New Heart Device Saves Lives

Following recent government approval of the device that reduces stroke risk by closing a small hole in the heart, a Scripps Health patient has become the first on the West Coast to be implanted with the gadget.

On Nov. 11, Scripps Clinic interventional cardiologist Matthew Price, M.D., placed the device, called an Amplatzer PFO Occluder, in a female patient during a 45-minute procedure in a laboratory in the Scripps Clinic on the campus of Scripps Memorial Hospital La Jolla.

The implant involves a relatively low-risk, minimally invasive procedure, during which the patient is awake the entire time. Using local anesthesia, the interventional cardiologist threads the device through a catheter introduced through a needle hole in a vein in the leg and up to the heart.

Once the tip of the catheter is positioned in the hole, a pair of mesh and polyester fabric discs are unfolded and clasped together, closing the opening.

The procedure came just two weeks after the Food and Drug Administration cleared the device for use in the United States.

As many as 30 percent of Americans have a patent foramen ovale (PFO), a small connection in the heart muscle separating the right atrium from the left atrium that in most people spontaneously closes after birth. In almost all cases, the defect is not a problem and does not require treatment.

But it appears this hole may play a role in certain types of strokes that have no other identifiable cause, like high blood pressure, atrial fibrillation or atherosclerosis. In such strokes, called “cryptogenic,” the PFO might provide a path for a blood clot to pass through the heart and travel to the brain where it causes a stroke.

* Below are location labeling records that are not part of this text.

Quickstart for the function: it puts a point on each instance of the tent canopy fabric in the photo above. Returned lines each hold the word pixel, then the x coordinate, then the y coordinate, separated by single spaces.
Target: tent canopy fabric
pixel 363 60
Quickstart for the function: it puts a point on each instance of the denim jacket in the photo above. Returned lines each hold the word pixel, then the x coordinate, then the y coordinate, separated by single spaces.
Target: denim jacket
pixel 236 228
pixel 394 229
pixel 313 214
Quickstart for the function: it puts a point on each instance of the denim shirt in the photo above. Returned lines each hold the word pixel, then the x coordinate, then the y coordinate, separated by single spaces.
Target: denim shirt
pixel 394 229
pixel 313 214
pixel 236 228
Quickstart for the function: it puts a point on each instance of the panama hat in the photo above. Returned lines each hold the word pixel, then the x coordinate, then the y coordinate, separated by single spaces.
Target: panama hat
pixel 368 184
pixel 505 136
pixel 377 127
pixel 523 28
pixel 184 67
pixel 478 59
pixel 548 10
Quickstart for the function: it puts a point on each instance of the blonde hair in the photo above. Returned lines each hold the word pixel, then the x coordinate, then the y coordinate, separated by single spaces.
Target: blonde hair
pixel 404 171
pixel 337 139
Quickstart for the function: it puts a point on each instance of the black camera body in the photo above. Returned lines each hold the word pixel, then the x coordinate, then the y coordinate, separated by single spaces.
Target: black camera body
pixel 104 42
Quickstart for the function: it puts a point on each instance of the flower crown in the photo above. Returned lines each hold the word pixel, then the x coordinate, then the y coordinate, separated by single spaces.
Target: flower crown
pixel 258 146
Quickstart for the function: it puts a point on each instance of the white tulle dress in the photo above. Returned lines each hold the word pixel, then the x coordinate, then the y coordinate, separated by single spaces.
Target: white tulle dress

“Patients who experience a cryptogenic stroke tend to be younger than patients who suffer other types of strokes, and recurrent stroke is something we want to avoid at all costs,” Dr. Price said. “For cryptogenic stroke patients with a PFO, we can now offer the Amplatzer PFO Occluder implant as a treatment to greatly reduce the chances of a follow-on stroke.”

The Amplatzer PFO Occluder is currently the only device approved in the United States for PFO closure.